The participation of women in fundamentalist movements has always posed a problem for feminist analysis because it disrupts the belief that all women see themselves as victims who share a common interest in ending this oppression. More broadly, portrayals of fundamentalists as people who are uniquely opposed to modern life are simplistic and dehumanizing. They are particularly problematic for Muslims because often, all Muslims whether they are fundamentalists are not, are portrayed as adhering to the same uncompromising, fanatical, and violent form of faith.
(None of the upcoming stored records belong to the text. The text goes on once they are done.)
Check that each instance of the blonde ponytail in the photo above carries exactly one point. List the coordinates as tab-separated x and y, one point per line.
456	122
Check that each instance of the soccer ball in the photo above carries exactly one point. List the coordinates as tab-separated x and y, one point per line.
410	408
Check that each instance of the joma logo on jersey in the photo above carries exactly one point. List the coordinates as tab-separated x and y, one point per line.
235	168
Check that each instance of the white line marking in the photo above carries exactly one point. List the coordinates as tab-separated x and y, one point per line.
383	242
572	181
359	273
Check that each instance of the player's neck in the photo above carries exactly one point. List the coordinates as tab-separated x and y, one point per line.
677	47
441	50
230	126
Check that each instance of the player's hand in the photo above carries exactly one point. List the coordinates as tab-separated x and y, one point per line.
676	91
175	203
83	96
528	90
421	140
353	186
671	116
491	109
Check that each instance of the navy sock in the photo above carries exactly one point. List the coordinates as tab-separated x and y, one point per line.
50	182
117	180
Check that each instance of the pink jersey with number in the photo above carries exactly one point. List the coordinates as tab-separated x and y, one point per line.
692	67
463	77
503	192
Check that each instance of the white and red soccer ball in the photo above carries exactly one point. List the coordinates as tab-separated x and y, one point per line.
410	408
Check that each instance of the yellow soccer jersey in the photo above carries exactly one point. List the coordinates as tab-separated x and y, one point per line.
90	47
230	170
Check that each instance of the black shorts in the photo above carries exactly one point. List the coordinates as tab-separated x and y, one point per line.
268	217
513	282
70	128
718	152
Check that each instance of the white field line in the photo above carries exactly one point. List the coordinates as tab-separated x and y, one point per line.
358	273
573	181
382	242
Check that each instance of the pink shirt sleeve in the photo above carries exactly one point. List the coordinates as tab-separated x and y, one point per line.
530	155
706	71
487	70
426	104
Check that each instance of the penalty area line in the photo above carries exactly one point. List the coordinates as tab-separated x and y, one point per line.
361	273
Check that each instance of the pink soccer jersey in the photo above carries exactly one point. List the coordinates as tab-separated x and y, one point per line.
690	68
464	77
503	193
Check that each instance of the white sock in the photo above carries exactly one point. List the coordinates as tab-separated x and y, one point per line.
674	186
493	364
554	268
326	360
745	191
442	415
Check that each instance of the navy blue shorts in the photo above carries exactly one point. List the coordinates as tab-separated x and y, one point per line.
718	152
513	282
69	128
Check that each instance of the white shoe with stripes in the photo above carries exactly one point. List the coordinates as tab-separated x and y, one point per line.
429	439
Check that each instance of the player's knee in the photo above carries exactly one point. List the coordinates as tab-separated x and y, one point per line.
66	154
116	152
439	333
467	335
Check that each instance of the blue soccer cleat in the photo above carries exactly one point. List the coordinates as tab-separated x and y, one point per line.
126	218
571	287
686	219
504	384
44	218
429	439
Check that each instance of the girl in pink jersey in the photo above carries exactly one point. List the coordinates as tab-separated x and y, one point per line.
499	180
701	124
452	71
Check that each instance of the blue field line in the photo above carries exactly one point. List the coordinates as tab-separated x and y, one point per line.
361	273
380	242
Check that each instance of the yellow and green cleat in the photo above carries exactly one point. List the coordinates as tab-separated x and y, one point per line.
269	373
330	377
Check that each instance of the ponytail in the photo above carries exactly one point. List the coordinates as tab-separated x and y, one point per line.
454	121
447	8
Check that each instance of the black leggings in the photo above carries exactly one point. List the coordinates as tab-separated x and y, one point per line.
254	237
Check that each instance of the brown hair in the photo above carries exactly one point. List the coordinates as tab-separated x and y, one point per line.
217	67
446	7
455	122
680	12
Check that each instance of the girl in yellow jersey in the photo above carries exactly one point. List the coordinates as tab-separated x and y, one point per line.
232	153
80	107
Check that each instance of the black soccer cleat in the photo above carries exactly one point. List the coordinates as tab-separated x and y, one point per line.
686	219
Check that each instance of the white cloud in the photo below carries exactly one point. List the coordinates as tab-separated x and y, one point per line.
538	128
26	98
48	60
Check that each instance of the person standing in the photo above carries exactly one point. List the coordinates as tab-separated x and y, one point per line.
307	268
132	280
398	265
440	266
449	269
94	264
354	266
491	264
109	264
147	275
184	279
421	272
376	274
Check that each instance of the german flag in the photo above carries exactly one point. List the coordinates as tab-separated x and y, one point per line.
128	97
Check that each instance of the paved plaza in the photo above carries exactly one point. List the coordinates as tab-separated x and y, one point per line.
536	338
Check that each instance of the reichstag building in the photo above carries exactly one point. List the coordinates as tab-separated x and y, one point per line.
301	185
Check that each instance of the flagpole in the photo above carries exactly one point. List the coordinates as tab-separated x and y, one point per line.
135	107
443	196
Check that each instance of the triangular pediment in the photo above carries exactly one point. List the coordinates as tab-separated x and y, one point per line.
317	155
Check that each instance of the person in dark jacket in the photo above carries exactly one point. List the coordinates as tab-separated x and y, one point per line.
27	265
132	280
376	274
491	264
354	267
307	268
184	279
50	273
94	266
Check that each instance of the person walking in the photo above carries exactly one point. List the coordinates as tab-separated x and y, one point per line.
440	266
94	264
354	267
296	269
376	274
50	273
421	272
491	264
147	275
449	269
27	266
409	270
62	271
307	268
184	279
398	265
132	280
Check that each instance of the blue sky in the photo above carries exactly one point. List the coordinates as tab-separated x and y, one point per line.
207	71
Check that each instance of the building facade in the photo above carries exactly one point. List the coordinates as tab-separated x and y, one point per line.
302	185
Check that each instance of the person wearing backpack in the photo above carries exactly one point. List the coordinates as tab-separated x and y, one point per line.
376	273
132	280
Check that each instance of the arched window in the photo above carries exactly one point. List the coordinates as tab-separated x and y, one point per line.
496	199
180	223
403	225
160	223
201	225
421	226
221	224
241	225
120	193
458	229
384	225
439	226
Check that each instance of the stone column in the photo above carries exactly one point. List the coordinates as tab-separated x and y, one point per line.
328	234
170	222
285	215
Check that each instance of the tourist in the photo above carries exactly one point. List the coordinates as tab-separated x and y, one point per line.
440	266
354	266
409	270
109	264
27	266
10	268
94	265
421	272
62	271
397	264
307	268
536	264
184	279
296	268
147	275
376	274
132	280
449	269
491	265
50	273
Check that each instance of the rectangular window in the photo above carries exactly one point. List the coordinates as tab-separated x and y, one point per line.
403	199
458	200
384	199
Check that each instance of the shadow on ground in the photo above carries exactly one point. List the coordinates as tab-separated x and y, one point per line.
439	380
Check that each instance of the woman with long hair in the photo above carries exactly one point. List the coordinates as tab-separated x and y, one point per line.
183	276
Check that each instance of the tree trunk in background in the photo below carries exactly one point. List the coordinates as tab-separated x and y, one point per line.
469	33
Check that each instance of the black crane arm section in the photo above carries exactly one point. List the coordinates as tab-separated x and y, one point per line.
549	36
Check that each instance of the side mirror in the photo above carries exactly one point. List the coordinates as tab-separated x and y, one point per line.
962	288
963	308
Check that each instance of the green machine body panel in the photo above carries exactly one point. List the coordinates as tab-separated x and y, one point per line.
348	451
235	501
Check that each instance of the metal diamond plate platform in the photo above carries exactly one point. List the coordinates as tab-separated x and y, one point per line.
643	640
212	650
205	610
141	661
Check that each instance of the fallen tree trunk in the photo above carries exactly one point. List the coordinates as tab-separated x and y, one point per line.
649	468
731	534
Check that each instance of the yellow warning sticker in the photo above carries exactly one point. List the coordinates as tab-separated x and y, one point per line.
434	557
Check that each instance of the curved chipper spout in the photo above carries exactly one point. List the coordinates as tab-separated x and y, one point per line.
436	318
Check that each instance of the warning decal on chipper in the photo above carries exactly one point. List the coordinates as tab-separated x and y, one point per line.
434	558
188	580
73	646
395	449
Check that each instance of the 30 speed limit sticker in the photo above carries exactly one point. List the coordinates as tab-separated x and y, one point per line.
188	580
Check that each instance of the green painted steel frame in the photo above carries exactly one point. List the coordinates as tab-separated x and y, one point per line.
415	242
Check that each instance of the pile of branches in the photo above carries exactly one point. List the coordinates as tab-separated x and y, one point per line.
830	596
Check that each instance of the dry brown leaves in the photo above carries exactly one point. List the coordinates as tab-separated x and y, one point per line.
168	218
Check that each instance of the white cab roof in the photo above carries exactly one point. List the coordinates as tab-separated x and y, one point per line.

The Islamic Circle of North America (ICNA) was founded in 1971 to provide its members with supportive religious communities. Its primary aim was education: to educate its diverse membership about Islam so that they would adhere to correct Islamic values. Its female members, who often wear hijab and marginalized through practices of gender segregation, could be mistaken as icons of the oppressed Muslim woman. This paper profiles the lives of ordinary Pakistani women who are members of the ICNA chapter on Staten Island. They are not the assertive activists that are often associated with Islamist activism in the West. They are ordinary women whose adoption of Islamist piety intersects with the spiritual and practical needs of their everyday lives. Using the framework provided by Saba Mahmood in Politics of Piety: the Islamic Revival and the Feminist Subject, this study proposes that the binary of oppression and liberation that is used to understand women’s lives is unhelpful not only because women not only don’t see themselves as oppressed but sometimes don’t see becoming free as a priority either. These women were raised in Pakistan, a patriarchal society whose social norms they unquestionably accepted. They were satisfied with their lives there yet reluctantly emigrated to the United States at the behest husbands and families. Once there, they needed to find new friends, and larger communities that also represented familiar cultural patterns. These practical needs were met by joining their local ICNA chapter, attending its religious gatherings, and adopting the mode of piety that they encountered.